Much is being made of French sourpuss Bruno Dumont and his seeming conversion to comedy with this four-part TV mini-series which many French critics at the Cahiers du Cinema voted their top film of 2014.

It plays here as a movie***, all 200 minutes of it, that comes over as a sort of True Detective meets Clouseau, set in the Pas-de-Calais region of northern France where Dumont has made most of his distinctively severe movies (La Vie de Jesus, Hadewich, Humanite, Flandres).

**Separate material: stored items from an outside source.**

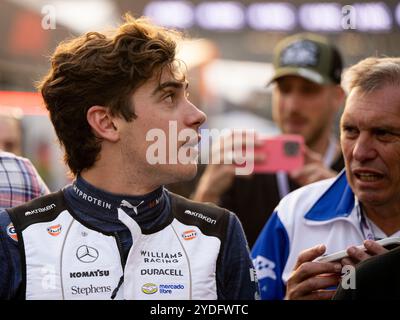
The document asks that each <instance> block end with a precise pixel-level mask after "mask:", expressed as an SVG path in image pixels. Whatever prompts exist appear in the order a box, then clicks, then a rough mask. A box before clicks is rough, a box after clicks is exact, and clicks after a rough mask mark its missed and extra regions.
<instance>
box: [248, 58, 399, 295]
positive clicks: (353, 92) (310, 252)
mask: <svg viewBox="0 0 400 320" xmlns="http://www.w3.org/2000/svg"><path fill="white" fill-rule="evenodd" d="M344 77H345V81H343V82H344V83H345V84H346V85H347V89H348V90H347V92H348V93H349V95H348V98H347V100H346V105H345V107H344V112H343V115H342V117H341V120H340V144H341V148H342V150H343V157H344V161H345V170H343V171H342V172H341V173H340V174H339V175H337V177H335V178H331V179H325V180H322V181H318V182H315V183H312V184H309V185H307V186H304V187H302V188H300V189H298V190H296V191H294V192H292V193H290V194H288V195H287V196H286V197H284V198H283V199H282V200H281V201H280V202H279V205H278V206H277V208H276V209H275V212H274V213H273V214H272V216H271V218H270V219H269V221H268V223H267V224H266V225H265V227H264V229H263V231H262V232H261V234H260V236H259V238H258V239H257V241H256V243H255V245H254V247H253V250H252V256H253V262H254V265H255V268H256V271H257V276H258V279H259V283H260V291H261V296H262V298H263V299H283V298H285V299H296V300H297V299H299V300H300V299H301V300H305V299H307V300H314V299H317V300H322V299H330V298H332V296H333V295H334V293H335V289H336V286H337V285H338V283H339V281H340V276H341V275H342V274H343V278H342V281H341V283H342V290H341V291H343V290H349V292H348V293H347V294H344V292H341V294H340V293H339V294H338V297H341V296H342V295H343V294H344V296H346V297H352V296H353V295H354V296H355V297H360V298H361V297H364V298H366V297H368V298H369V299H374V298H377V297H378V295H377V294H376V292H372V290H379V289H380V288H385V290H384V291H385V293H383V294H381V295H380V298H388V297H389V298H390V299H394V298H398V295H397V296H396V295H395V293H396V291H395V290H392V289H393V288H395V287H396V286H397V288H398V287H399V285H398V282H397V285H396V277H395V276H393V277H391V281H392V283H393V286H392V287H393V288H392V287H391V288H389V287H388V285H386V287H385V286H384V285H378V286H377V284H378V281H377V279H374V280H371V279H369V278H371V276H372V277H374V278H375V276H376V272H385V271H384V268H382V265H380V266H378V265H377V264H375V263H376V262H372V266H371V267H370V268H371V269H370V273H366V271H367V270H366V269H365V266H366V265H365V264H360V265H358V263H359V262H361V261H364V260H367V259H369V258H370V257H371V256H375V255H379V254H383V253H385V252H386V251H387V249H386V248H384V247H383V246H382V245H381V244H379V243H378V242H377V241H378V240H381V239H384V238H387V237H399V236H400V197H399V195H400V161H399V160H400V103H399V101H400V91H399V89H400V58H377V57H370V58H366V59H364V60H362V61H360V62H359V63H357V64H356V65H354V66H352V67H350V68H349V69H348V70H347V71H346V73H345V74H344ZM359 245H361V248H357V247H358V246H359ZM362 245H363V247H362ZM342 250H346V252H345V256H342V257H341V258H340V256H341V255H339V257H338V256H336V255H335V256H333V257H332V256H331V257H323V260H322V261H321V260H318V261H314V260H315V259H317V258H320V257H321V256H322V255H324V254H327V255H331V254H334V253H336V252H340V251H342ZM374 261H376V260H374ZM388 261H390V263H391V264H392V266H393V265H394V264H396V260H395V258H394V257H393V255H390V256H389V257H388V256H385V257H383V258H382V261H381V263H383V264H384V263H386V262H388ZM354 265H357V267H358V268H356V269H353V268H352V266H354ZM342 266H343V267H344V268H343V269H342ZM392 270H394V269H393V268H387V269H386V272H390V271H392ZM358 272H360V273H358ZM396 272H397V273H398V271H397V270H396ZM367 274H368V276H366V275H367ZM354 275H355V276H354ZM359 275H360V277H361V279H359V278H358V277H359ZM378 277H379V276H378ZM379 278H380V280H382V281H385V279H388V277H379ZM360 280H361V281H360ZM370 280H371V281H370ZM343 284H345V285H343ZM354 289H355V291H352V290H354ZM370 290H371V291H370ZM368 291H370V294H369V293H368ZM397 292H398V291H397ZM389 293H392V294H393V295H392V296H390V294H389Z"/></svg>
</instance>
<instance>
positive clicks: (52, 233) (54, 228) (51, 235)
mask: <svg viewBox="0 0 400 320" xmlns="http://www.w3.org/2000/svg"><path fill="white" fill-rule="evenodd" d="M61 229H62V226H61V224H57V225H55V226H51V227H48V228H47V232H48V233H49V235H51V236H53V237H57V236H58V235H59V234H60V233H61Z"/></svg>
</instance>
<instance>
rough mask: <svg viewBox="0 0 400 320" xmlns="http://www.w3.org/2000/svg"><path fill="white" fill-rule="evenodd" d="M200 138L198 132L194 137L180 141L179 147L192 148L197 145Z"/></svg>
mask: <svg viewBox="0 0 400 320" xmlns="http://www.w3.org/2000/svg"><path fill="white" fill-rule="evenodd" d="M200 140H201V135H200V134H198V135H197V136H196V137H195V138H192V139H190V138H189V139H188V140H186V141H185V142H183V143H182V145H181V147H185V148H194V147H197V145H198V144H199V143H200Z"/></svg>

Told from the point of view of Quinquin, a petulant young farm boy with a squished face (he reminded me of the young Tommo from This Is England after a fight), it’s about a series of mystery murders involving bodies being stuffed into dead cows. A twitching inspector and his goofy sidekick investigate, allowing Dumont to unfurl his usual suspects of non-professional grotesques, from farmers to shopkeepers, chip sellers, fairground operators and clergy.

Where Dumont often focuses on the hardships, this time he revels in the eccentricities of his folk, although I have to admit such levity occasionally runs close to feeling patronising.

Although I’d hardly call it hilarious, there is something quite alluring about this rambling investigation, the delusions of grandeur of the bushy-eyebrowed Inspector, and the thumbnails (and faces) of marginalised rural life captured in this gentler version of Dumont’s universe.